Los contratos retroactivos, las órdenes de compra emitidas después del despacho o los anexos preparados solamente para responder una auditoría suelen debilitar la defensa. No porque carezcan automáticamente de valor jurídico, sino porque no explican qué información conocía la Compañía cuando determinó el régimen, la descripción y el valor.
7. Valoración aduanera: la factura no siempre es el valor
El artículo 64 de la Ley Aduanera establece que la base gravable del impuesto general de importación es el valor en aduana y que, como regla general, éste será el valor de transacción. El valor de transacción parte del precio pagado o por pagar, pero debe incorporar los ajustes del artículo 65 y cumplir las condiciones de aceptación previstas por la propia Ley. Cuando el valor no puede determinarse mediante este método, deben aplicarse sucesivamente los métodos de mercancías idénticas, similares, valor de precio unitario de venta, valor reconstruido y último recurso, conforme a los artículos 71 a 78.
Entre los conceptos que pueden integrar el valor se encuentran las comisiones de venta, embalajes, asistencias, materiales suministrados gratuitamente o a precio reducido, moldes, diseños desarrollados fuera de México, regalías que constituyan condición de venta, reversiones al vendedor y gastos de transporte, seguros y conexos hasta el punto legalmente establecido.
Por el contrario, determinados gastos posteriores a la importación, contribuciones internas o conceptos no relacionados con las mercancías pueden excluirse cuando se encuentren objetivamente identificados y separados.
El Reglamento establece que, cuando no existan datos objetivos y cuantificables respecto de los cargos que deben sumarse, el valor no puede determinarse mediante el método de valor de transacción. También reconoce como pago indirecto, entre otros supuestos, el cumplimiento por el comprador de una deuda a cargo del vendedor.
Por ello, las siguientes diferencias son particularmente sensibles:
| Diferencia | Posible efecto |
| Contrato por 100, factura por 80 y pago total por 100 | Omisión de parte del precio pagado o por pagar |
| Incoterm que incluye transporte, pero flete adicionado nuevamente | Sobrevaloración y posible pago en exceso |
| Incoterm que excluye transporte, pero no se adiciona | Subvaloración y omisión de contribuciones |
| Regalía documentada en contrato separado | Posible incrementable si está relacionada y es condición de venta |
| Herramental o molde suministrado gratuitamente | Posible asistencia adicionable |
| Nota de crédito global sin asignación a operaciones | Imposibilidad de identificar el valor definitivo por pedimento |
| Ajuste de precios de transferencia no conciliado | Diferencia entre contabilidad, cuentas por pagar y valores aduaneros |
Los textos del Comité Técnico de Valoración confirman que la valoración debe basarse en los elementos de hecho reales y que los contratos, pagos y documentos contables son indispensables para determinar si existe una venta para exportación, un pago indirecto, una regalía condicionante o una asistencia incorporable.

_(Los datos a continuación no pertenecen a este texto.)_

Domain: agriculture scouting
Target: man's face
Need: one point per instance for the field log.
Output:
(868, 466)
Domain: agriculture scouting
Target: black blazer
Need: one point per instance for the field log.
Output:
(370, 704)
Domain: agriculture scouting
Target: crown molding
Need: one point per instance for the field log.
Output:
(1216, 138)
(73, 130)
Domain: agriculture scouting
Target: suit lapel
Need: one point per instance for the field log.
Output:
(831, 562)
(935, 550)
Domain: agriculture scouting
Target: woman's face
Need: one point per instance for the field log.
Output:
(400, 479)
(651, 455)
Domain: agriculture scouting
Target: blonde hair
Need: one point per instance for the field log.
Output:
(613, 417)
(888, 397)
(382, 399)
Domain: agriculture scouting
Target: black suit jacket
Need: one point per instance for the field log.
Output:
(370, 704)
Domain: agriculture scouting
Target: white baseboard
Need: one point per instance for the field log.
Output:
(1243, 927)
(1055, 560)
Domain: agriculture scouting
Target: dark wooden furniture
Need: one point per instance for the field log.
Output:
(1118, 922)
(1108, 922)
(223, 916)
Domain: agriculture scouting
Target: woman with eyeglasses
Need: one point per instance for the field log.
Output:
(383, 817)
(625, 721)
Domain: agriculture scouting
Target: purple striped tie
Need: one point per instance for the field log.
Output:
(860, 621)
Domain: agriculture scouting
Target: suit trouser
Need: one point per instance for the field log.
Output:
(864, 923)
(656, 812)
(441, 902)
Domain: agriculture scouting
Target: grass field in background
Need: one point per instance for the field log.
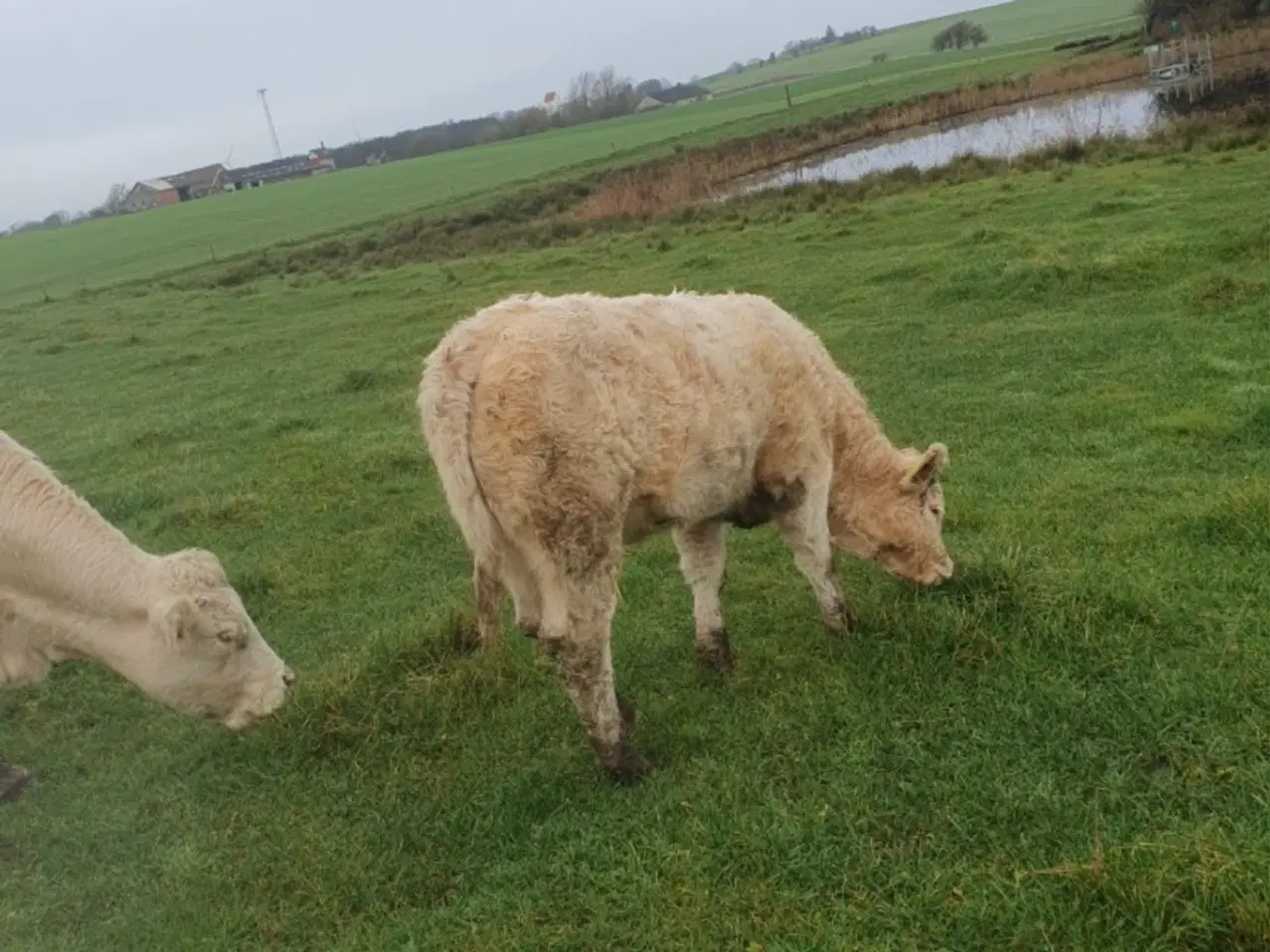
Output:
(1064, 748)
(1020, 21)
(137, 246)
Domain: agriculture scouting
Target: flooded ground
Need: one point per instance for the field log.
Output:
(1130, 113)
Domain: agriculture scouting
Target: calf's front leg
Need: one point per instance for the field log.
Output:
(806, 531)
(701, 560)
(14, 780)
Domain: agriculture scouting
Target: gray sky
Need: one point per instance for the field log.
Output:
(116, 90)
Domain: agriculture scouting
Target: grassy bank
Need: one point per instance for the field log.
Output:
(100, 253)
(1065, 748)
(1017, 22)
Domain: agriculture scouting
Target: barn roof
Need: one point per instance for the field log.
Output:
(206, 176)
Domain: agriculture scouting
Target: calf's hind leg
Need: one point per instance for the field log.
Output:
(575, 636)
(490, 579)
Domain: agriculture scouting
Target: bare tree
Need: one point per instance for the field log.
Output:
(113, 203)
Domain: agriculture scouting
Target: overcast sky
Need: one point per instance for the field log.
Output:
(96, 91)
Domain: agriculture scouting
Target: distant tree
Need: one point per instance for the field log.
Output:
(959, 36)
(113, 203)
(599, 95)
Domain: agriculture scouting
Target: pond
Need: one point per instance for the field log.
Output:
(1123, 113)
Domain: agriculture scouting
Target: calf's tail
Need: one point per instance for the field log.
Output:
(444, 411)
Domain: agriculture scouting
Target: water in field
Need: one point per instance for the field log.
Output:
(1029, 127)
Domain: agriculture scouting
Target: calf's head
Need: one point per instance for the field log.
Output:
(896, 517)
(203, 654)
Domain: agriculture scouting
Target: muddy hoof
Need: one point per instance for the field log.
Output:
(14, 780)
(630, 769)
(842, 620)
(626, 710)
(715, 654)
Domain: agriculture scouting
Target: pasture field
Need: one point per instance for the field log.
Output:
(1067, 747)
(139, 246)
(1020, 21)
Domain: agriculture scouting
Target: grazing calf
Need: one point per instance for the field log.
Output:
(566, 428)
(72, 585)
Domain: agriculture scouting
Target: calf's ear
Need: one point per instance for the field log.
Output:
(933, 461)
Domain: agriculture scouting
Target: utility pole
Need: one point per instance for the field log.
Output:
(268, 118)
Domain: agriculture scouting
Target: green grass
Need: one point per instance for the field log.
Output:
(1020, 21)
(140, 246)
(1065, 748)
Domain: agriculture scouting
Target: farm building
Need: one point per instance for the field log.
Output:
(171, 189)
(298, 167)
(197, 182)
(150, 193)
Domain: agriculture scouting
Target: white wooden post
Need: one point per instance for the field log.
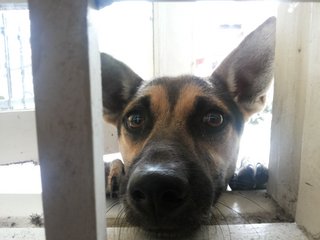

8. De la diferencia de valor a la omisión de contribuciones
Una inconsistencia de valor adquiere relevancia sancionatoria cuando provoca una determinación incorrecta de la base gravable y, en consecuencia, una omisión total o parcial de contribuciones.
El artículo 176, fracción I, de la Ley Aduanera configura la infracción cuando se introducen o extraen mercancías omitiendo total o parcialmente los impuestos al comercio exterior o las cuotas compensatorias. El artículo 178, fracción I, establece una multa equivalente al 130% al 150% de los impuestos al comercio exterior omitidos.
Tratándose de otras contribuciones federales, el artículo 76 del Código Fiscal de la Federación prevé, dentro de su ámbito, multas del 55% al 75% de las contribuciones omitidas, sin comprender los impuestos al comercio exterior. A ello pueden añadirse actualización, recargos y sanciones por incumplimientos documentales o de transmisión electrónica.
La Ley Aduanera también contempla infracciones y multas independientes por la omisión, presentación extemporánea o transmisión incorrecta de documentos; asimismo, sanciona el incumplimiento de los sistemas de control de inventarios.
La acumulación de consecuencias puede producirse en distintas dimensiones: rectificación del valor, contribuciones omitidas, actualización, recargos, multa por omisión, multa documental, rechazo de preferencias arancelarias, afectación de certificaciones, suspensión de padrones y, bajo determinados hechos, una investigación penal.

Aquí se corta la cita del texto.